Karen's hyacinths began flowering a couple of weeks ago, first the white ones, then later the bluish and pink ones. You can see a blue-flowered one above.

Common Hyacinths, HYACINTHUS ORIENTALIS, like all hyacinths, used to reside in the big Lily Family but now they have their own family, the Hyacinth Family, or Hyacinthaceae. Among features distinguishing hyacinths from many other lily-like plants are the fact that they arise from bulbs, their stemlessness, and their flowers being deeply lobed, bell-like affairs with narrow lobes equal to or shorter than the tube below them.

flower cross section of Common Hyacinth, HYACINTHUS ORIENTALIS

Above you see a cross section of the lower, tubular part of a flower. Notice that there's no green calyx below a colored corolla, which is typically the case. Here the calyx and corolla are fused into just one, colored, corolla-like thing known as the perianth.

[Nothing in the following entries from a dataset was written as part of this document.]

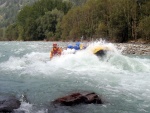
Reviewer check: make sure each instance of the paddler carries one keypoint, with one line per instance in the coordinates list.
(56, 51)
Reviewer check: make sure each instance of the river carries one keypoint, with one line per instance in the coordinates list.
(122, 80)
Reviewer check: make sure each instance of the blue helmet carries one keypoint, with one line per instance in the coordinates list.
(77, 43)
(70, 46)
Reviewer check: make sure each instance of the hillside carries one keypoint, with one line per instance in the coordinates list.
(9, 10)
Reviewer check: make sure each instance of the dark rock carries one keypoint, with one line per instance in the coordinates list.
(8, 103)
(78, 98)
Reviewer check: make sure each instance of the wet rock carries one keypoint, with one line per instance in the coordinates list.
(8, 103)
(79, 98)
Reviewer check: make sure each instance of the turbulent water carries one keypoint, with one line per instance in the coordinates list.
(122, 80)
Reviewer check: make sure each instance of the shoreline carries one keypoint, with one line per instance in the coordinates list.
(136, 49)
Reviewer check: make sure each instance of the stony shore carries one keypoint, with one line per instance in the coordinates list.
(137, 49)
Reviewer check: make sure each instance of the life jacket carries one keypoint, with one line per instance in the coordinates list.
(55, 51)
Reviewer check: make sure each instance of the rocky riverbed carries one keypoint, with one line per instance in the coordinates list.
(137, 49)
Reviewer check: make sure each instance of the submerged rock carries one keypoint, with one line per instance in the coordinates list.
(79, 98)
(8, 103)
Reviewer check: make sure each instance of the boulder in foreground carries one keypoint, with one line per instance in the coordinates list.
(8, 103)
(79, 98)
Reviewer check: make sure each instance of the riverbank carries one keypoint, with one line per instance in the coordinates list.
(137, 49)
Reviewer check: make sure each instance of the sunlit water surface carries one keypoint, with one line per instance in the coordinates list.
(122, 80)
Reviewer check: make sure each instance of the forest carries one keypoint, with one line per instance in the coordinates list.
(65, 20)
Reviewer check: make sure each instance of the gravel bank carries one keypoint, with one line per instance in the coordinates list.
(138, 49)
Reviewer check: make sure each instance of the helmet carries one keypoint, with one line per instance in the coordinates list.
(54, 44)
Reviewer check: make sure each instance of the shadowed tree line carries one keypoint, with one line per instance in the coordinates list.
(114, 20)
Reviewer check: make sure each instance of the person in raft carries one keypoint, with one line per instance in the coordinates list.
(56, 51)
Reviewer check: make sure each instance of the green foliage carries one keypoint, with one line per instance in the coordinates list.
(114, 20)
(11, 32)
(9, 10)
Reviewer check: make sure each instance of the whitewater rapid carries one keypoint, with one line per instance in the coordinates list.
(123, 80)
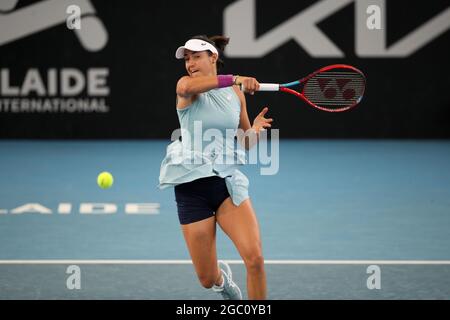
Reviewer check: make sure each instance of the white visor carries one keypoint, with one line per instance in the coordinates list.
(195, 45)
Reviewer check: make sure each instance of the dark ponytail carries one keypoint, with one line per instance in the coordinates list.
(220, 42)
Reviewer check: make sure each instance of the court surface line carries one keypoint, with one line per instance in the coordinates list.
(273, 262)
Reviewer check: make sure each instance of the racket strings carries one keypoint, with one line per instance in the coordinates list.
(335, 89)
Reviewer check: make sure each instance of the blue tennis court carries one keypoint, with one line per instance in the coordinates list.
(334, 208)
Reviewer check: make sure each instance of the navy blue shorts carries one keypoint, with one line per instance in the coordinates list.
(199, 199)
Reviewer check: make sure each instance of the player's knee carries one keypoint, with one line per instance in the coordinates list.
(206, 281)
(255, 262)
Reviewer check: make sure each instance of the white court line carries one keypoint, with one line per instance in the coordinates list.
(274, 262)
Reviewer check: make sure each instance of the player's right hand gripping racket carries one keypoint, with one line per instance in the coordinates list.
(334, 88)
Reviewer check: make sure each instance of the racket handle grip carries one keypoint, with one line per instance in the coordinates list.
(269, 87)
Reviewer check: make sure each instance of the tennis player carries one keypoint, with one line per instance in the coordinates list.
(208, 191)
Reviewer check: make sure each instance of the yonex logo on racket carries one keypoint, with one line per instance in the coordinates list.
(46, 14)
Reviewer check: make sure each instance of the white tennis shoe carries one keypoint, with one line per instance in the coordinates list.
(229, 290)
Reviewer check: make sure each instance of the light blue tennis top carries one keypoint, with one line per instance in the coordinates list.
(208, 147)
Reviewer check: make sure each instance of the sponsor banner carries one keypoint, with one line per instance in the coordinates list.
(80, 69)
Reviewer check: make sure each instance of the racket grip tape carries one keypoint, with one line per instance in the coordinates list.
(269, 87)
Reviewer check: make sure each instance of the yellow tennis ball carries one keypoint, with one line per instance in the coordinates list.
(105, 180)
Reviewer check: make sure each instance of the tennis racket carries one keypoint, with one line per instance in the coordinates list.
(334, 88)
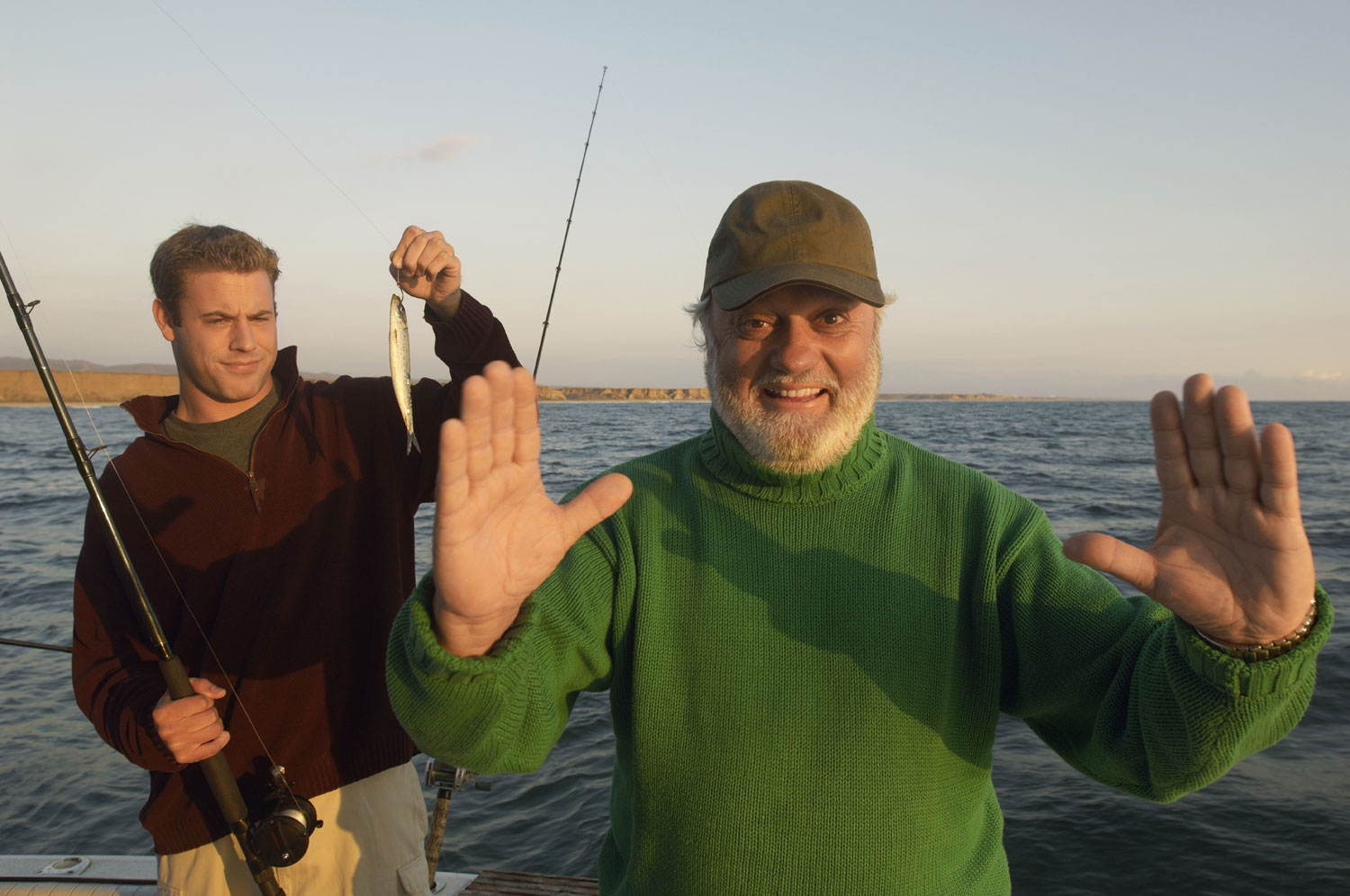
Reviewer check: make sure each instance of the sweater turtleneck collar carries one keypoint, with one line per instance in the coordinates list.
(728, 461)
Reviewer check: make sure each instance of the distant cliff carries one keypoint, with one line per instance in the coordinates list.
(24, 386)
(582, 393)
(103, 388)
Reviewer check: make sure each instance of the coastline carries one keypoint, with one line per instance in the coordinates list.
(22, 388)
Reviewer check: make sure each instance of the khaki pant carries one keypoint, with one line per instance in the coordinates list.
(372, 844)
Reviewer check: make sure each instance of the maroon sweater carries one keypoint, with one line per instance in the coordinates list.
(293, 572)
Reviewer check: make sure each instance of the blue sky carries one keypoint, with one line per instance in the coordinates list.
(1068, 199)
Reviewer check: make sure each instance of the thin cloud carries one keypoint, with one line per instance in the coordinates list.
(440, 150)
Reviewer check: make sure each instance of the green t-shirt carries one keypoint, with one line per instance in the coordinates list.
(229, 439)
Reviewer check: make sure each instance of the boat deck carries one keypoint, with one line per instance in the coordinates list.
(135, 876)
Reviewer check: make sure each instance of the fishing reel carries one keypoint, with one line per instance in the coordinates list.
(278, 834)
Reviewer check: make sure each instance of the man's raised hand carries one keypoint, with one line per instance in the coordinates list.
(1230, 555)
(497, 534)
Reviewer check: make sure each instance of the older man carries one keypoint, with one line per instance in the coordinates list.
(796, 598)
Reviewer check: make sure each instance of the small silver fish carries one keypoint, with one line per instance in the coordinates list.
(400, 366)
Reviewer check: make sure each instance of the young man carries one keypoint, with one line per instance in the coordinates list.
(798, 596)
(270, 521)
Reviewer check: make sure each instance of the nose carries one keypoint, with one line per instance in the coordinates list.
(240, 335)
(796, 347)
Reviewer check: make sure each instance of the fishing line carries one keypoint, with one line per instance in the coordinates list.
(267, 119)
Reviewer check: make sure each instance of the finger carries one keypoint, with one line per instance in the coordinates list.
(596, 502)
(526, 417)
(207, 688)
(1114, 556)
(504, 412)
(1279, 471)
(202, 750)
(1202, 439)
(396, 258)
(1169, 456)
(421, 253)
(477, 415)
(173, 712)
(451, 471)
(1238, 440)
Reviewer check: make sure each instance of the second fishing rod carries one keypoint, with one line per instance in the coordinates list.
(277, 834)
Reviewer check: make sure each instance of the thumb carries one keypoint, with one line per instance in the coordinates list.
(207, 688)
(596, 502)
(1107, 553)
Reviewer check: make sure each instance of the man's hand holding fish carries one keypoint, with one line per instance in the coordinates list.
(426, 266)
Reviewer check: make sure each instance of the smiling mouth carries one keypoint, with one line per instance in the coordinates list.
(796, 394)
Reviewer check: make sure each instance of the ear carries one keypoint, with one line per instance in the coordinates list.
(162, 318)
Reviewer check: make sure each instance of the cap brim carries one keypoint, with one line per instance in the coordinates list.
(744, 289)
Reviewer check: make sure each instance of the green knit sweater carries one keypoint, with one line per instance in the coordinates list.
(805, 674)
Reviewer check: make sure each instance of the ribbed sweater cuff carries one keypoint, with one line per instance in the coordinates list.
(1241, 679)
(436, 663)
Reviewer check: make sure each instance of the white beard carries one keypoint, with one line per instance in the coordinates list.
(796, 443)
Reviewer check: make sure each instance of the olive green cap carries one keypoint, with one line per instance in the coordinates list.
(785, 232)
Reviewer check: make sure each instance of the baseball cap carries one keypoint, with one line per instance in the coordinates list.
(783, 232)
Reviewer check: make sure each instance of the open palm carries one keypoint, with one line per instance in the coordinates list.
(497, 534)
(1230, 555)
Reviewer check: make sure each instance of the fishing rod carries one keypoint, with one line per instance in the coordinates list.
(215, 768)
(566, 229)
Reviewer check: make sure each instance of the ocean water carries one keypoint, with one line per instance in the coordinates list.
(1279, 822)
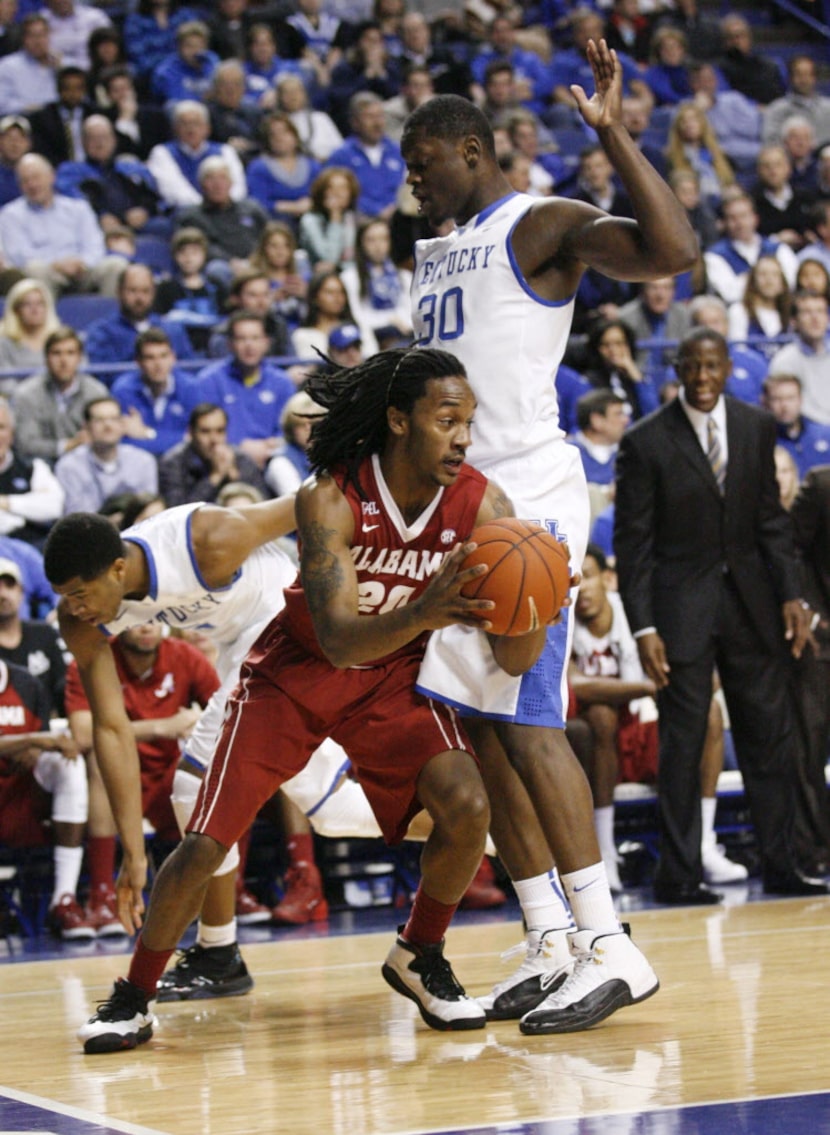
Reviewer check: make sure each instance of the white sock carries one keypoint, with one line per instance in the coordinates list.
(210, 936)
(709, 806)
(543, 902)
(590, 900)
(67, 871)
(604, 825)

Sitting in the bottom of the flower is the female pistil composed of the oval, greenish ovary at the bottom and the blue, neck-like style atop the ovary topped with the white, fuzzy stigma. The dark, banana-shaped items attached to the perianth's wall just above the stigma are male, pollen-producing anthers, and the whitish dust all over the place is pollen. Pollen grains land on the stigma, germinate, and send a pollen tube down through the style to ovules inside the ovary. The male sex germ migrates down the pollen tube and fertilizes the ovules. Ovules mature into seeds, and the pistil into the hyacinth's fruit.

Seeing so much pollen dusting the flower's interior you might wonder what's to keep the blossom from pollinating itself. I'm unsure how hyacinths do it but often flowers in this and nearby taxa practice "proterogyna" (the pistil matures before the anthers) or "proterandry" (anthers first).

About 2000 cultivated forms of the Common Hyacinth are recognized. The wild stock originally came from southwestern Asia, Turkey, Syria and Lebanon. Hyacinth bulbs are poisonous.